305. Memorandum From the Executive Secretary of the Department of State (Eliot) to the President’s Assistant for National Security Affairs (Kissinger)1 2
- Preliminary Analysis of Iraqi-USSR Treaty
On April 9 the Soviet Union and Iraq signed in Baghdad a fifteen-year “Treaty of Friendship and Cooperation.” The Treaty, signed on behalf of the USSR by Premier Kosygin, pledges the two countries to cooperate in the political, economic, scientific and military fields, but the commitments are even less specific than the general pledges contained in the Soviet-Egyptian Treaty of May 1971. For example, the article calling for developing “cooperation in the field of strengthening the defensive capabilities of each” is less forthcoming than the undertakings agreed upon last May between the Soviet Union and Egypt.
Concerning the Arab-Israeli problem, the only Soviet concession to Iraqi sensibilities was the assertion that the two parties “will continue to wage unrelenting struggle against imperialism and Zionism.” On the other hand, Iraq, which so far has rejected Security Council Resolution 242, moved closer to accepting the principle of a negotiated Middle East settlement; it agreed to preambular language which stated that both parties were, “Firmly convinced that in the contemporary world international problems must be solved by cooperation and by seeking solutions acceptable to the parties concerned…” For the Iraqi Ba’athis, this is moderate language.

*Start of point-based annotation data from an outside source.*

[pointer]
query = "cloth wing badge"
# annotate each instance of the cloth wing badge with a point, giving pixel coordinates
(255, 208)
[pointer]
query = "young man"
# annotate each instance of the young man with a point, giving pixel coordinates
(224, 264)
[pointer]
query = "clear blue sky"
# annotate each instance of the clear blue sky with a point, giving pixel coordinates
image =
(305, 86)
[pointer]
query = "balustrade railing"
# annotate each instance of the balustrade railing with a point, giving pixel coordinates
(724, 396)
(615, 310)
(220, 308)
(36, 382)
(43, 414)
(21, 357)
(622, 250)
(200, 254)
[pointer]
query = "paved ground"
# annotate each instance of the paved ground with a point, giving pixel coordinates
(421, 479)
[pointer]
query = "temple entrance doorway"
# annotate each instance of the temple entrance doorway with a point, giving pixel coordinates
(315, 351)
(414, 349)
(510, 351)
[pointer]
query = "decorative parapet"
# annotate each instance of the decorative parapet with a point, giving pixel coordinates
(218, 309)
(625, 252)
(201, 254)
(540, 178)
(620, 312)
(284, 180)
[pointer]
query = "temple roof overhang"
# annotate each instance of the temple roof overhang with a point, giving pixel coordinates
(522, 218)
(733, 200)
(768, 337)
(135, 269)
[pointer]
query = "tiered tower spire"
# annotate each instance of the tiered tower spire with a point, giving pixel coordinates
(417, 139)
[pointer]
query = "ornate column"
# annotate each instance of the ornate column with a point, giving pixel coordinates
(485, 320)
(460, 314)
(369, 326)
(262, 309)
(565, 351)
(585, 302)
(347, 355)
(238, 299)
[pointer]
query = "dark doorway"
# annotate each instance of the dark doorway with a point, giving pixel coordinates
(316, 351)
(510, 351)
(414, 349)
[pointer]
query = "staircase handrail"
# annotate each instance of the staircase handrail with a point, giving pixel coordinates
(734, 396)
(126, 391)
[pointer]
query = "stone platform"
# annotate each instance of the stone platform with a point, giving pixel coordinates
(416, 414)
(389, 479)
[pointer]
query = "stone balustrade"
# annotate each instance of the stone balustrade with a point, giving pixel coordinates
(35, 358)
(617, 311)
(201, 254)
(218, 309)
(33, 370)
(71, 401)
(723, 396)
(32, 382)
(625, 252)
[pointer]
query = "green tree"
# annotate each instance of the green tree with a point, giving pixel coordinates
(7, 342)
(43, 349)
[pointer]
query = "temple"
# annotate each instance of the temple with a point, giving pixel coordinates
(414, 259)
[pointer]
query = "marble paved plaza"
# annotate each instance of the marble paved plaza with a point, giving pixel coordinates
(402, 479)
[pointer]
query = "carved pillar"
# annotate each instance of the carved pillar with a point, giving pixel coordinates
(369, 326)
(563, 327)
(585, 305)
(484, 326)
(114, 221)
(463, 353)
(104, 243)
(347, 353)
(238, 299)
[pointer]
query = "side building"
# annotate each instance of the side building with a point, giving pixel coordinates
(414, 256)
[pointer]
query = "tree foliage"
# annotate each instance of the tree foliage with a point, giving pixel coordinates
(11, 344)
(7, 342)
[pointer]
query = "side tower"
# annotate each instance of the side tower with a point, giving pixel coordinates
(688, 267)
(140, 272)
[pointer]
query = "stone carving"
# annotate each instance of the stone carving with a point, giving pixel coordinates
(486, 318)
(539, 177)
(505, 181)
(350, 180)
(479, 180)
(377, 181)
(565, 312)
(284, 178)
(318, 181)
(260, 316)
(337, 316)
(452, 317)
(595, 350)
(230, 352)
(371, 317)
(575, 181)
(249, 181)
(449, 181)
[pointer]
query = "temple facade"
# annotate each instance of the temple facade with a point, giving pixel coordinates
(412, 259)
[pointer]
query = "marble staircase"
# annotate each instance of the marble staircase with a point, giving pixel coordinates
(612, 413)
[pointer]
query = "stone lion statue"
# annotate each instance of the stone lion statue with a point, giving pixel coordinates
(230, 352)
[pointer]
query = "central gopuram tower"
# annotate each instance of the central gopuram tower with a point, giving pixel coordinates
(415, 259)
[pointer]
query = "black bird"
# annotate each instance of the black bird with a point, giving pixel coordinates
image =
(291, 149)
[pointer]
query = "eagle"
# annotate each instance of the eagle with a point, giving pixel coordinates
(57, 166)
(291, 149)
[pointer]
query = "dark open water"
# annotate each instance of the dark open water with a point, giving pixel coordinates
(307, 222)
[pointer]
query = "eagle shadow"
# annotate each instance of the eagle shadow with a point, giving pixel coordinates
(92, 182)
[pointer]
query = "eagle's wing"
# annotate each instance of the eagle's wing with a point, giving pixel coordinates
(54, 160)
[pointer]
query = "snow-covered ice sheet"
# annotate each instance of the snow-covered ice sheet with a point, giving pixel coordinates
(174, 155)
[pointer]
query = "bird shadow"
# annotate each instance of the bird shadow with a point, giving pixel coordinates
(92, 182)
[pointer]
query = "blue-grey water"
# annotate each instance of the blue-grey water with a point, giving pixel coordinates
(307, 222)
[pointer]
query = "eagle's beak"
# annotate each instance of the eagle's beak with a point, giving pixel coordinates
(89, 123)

The Iraqi-USSR treaty symbolizes recent Soviet advances in the area and reflects the considerable and increasing Soviet presence in Iraq. This presence, which complements the Soviet position in Egypt, has been in the form of strong political ties, continuing military assistance and large-scale Soviet economic assistance. In the latter respect [Page 2] Kosygin’s participation in ceremonies marking the start of production in the rich North Rumaila oil field reflects the special Soviet effort to gain influence over much of the Iraqi oil complex in order to assure the Soviets of alternative sources of oil for their markets in Western and Eastern Europe.
While Brezhnev made pact signing a part of his program announced at the 24th Soviet Party Congress in March of 1971 and the USSR has recently signed treaties with Egypt and India, it appears that Iraq instigated treaty discussions. Saddam Husseini, the strong man of Iraq, has alienated important segments of the Iraqi body politic and to a great extent has been isolated from the Arab mainstream. In signing a treaty with the Soviets he has sought to enhance the legitimacy of his position and has served notice to his opponents that he has formalized outside support. From the Soviet viewpoint, the Treaty fits into a series of recent moves to consolidate and demonstrate their position in the Arab world, undoubtedly taken with at least one eye on the forthcoming Moscow Summit.
Kosygin has emphasized that the treaty is not aimed at another country. In so doing Kosygin no doubt intended to reassure Iran about Soviet intentions, for ideally the Soviets would like to improve relations with both Baghdad and Tehran simultaneously. In fact they have reached a situation, in the light of Iraqi-Iranian rivalry, where it is difficult to improve relations with one without adversely affecting relations with the other. It is possible that the Soviets will endeavor to overcome this difficulty by seeking to persuade the Iranians that the Treaty in fact will enable the Soviets to persuade the Iraqis to exercise restraint vis-a-vis Iran. However, the Treaty will put a strain on the Soviet-Iranian relationship, which has been fairly good recently. The Shah will see the Treaty as another major Soviet achievement and as confirmation of his fears about long-term Soviet intentions in the area.